Nel brano di Vangelo appena ascoltato è chiara l’allusione al ruolo del Romano Pontefice, al successore di Pietro, al Papa. A lui Gesù affida la cura del suo gregge, della Chiesa, dei credenti e di ogni uomo o donna che cercano e si affidano al Signore Gesù.

San Giovanni Paolo II, nostro patrono, si è preso cura del popolo di Dio, è stato una presenza importante per tutto il mondo, ha segnato un’epoca. Benedetto XVI e papa Francesco sono stati chiamati a svolgere lo stesso ruolo.

Anche i vescovi sono chiamati a prendersi cura della chiesa, il papa, il vescovo di Roma, è solo il primo tra pari, il papa è vescovo di Roma. In stretta collaborazione con i vescovi, ogni presbitero (ogni prete) si prende cura della vita e della fede dei credenti e dei non credenti.

Sarebbe però un errore riservare questa cura a papi, vescovi, preti, aggiungendovi le suore, e alcuni laici ben disposti ad aiutare.

La cura del popolo di Dio e di ogni uomo o donna è affidato a tutti noi, a tutti i battezzati: tutta la Chiesa è chiamata a prendersi cura dei fratelli e di ogni altra persona.

Se esistono i vescovi, compreso il successore di Pietro, e i preti, è per esprimere e mantenere vivo che la cura dei nostri fratelli non nasce da noi, ma ci è affidata da Gesù. Noi siamo chiamati a un rapporto personale con Gesù. L’incontro con Gesù morto e risorto ci chiama a una vera amicizia, a un rapporto d’amore. Perciò non possiamo sottrarci al desiderio di Gesù di far giungere a ogni uomo o donna la possibilità di salvarsi, di conoscere e vivere secondo il Vangelo. Gesù chiede a tutti noi di pascere le sue pecore.

Ogni cristiano adulto è chiamato questa responsabilità, ciascuno secondo la sua situazione, le sue capacità, la sua vocazione. Tutti noi adulti siamo chiamati a pascere il gregge di Dio (e non solo quello).

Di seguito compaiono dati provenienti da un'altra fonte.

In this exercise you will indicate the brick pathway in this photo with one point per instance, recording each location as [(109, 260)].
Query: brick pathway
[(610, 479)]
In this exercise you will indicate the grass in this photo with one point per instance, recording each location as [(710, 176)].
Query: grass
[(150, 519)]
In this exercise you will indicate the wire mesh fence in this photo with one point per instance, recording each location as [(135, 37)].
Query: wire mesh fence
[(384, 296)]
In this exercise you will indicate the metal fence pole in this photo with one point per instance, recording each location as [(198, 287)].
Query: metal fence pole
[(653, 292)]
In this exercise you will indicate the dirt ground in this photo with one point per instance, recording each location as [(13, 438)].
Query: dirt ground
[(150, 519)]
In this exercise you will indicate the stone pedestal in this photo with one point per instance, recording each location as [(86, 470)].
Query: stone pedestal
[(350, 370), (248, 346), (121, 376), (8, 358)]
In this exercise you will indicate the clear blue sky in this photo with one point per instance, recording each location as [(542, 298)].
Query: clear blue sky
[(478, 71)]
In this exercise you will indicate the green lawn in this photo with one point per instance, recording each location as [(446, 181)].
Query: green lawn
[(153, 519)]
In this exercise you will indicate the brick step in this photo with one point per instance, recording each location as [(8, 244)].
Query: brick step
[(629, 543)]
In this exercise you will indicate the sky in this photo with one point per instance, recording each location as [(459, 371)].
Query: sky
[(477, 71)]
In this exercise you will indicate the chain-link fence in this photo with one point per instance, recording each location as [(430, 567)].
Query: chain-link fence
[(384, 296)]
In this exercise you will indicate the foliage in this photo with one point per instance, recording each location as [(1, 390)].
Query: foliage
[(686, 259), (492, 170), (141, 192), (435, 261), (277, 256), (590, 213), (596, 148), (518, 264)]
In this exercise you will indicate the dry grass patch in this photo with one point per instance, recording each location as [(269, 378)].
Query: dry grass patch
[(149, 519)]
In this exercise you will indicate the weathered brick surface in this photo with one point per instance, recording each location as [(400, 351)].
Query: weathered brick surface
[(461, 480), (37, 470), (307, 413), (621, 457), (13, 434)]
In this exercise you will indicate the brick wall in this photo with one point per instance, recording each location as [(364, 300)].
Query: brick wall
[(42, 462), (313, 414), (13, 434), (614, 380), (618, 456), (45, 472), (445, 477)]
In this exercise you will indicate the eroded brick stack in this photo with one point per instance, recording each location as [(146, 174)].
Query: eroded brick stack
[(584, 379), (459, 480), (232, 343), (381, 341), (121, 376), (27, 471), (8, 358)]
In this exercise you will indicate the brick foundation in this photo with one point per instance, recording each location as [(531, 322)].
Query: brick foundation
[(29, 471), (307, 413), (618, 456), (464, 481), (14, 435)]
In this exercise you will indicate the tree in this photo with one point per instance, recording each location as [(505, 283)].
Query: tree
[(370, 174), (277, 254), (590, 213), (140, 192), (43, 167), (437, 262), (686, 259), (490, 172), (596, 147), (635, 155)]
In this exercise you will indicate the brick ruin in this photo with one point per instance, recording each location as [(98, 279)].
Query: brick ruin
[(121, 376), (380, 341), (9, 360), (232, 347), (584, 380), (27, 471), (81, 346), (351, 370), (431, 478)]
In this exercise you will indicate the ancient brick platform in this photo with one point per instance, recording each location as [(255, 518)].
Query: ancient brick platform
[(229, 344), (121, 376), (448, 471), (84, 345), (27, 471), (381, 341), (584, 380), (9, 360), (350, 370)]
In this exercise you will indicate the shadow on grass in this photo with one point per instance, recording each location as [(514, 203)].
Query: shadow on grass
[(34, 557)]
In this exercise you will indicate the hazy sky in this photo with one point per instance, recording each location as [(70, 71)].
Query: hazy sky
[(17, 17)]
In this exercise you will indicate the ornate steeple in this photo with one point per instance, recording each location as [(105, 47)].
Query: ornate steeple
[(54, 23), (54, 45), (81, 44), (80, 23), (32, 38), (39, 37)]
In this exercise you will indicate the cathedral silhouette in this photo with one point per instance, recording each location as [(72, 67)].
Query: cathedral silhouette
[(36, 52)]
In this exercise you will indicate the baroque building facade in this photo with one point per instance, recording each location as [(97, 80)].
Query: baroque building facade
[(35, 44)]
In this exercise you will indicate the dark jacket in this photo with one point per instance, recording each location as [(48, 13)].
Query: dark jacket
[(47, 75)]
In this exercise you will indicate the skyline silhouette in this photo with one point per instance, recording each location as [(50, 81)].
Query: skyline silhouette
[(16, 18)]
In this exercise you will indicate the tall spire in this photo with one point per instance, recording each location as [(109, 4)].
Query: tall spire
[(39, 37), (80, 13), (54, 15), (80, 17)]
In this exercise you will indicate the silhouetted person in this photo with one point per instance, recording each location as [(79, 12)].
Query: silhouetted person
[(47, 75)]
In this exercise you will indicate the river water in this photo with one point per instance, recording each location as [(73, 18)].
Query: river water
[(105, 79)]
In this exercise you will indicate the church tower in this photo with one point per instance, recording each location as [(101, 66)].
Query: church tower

Il Consiglio Pastorale è un modo con cui si esprime la responsabilità che è di ogni credente adulto. È uno dei modi più significativi.

Ma non è l’unico. Tutti noi siamo chiamati a farci carico della missione di tutta la Chiesa. Non si rimane nel Consiglio Pastorale per sempre: non più di due mandati consecutivi, ciascuno di quattro anni; poi altri subentrano, ma i cosiddetti ex-consiglieri non smettono di essere credenti e di prendersi cura dei fratelli e di tutti gli uomini.

Lo stile con cui ogni cristiano adulto è chiamato a collaborare è quello della cosiddetta “corresponsabilità”. Non si tratta di collaborare, di aiutare il parroco, di fare quello che lui dice. Si tratta di pensare tutti insieme, meglio ancora, di permettere che il pensiero di Dio operi in tutti noi e ispiri desideri, progetti, cammini comuni. In questa corresponsabilità il Consiglio Pastorale ha un ruolo importante.

Annunciare il Vangelo, far conoscere il mistero nascosto per secoli, ma rivelato in Gesù (come dice Paolo nell’Epistola di questa celebrazione), è un compito che ci prende tutti e ci prende in pieno, ci fa e ci deve far soffrire, perché orienta e assorbe tutta la nostra vita.

Infine la lettura del profeta Isaia ci ricorda che questo compito è bello, dà gioia. Ancora di più: è entusiasmante. Perché fa bene, è un bene per ogni uomo o donna, costruisce un mondo migliore e apre prospettive e speranze. Il mondo ha bisogno di Gesù. Pero, tutta Pero con Cerchiate, ha bisogno di Gesù.

A noi, a tutti noi, è data questa responsabilità, anzi, questa corresponsabilità.

E io ringrazio questo Consiglio Pastorale così come sono grato a chi ha svolto questo servizio in passato, anche fino a poco fa, per il bene che hanno fatto a questa Comunità e a tutta la nostra cittadina.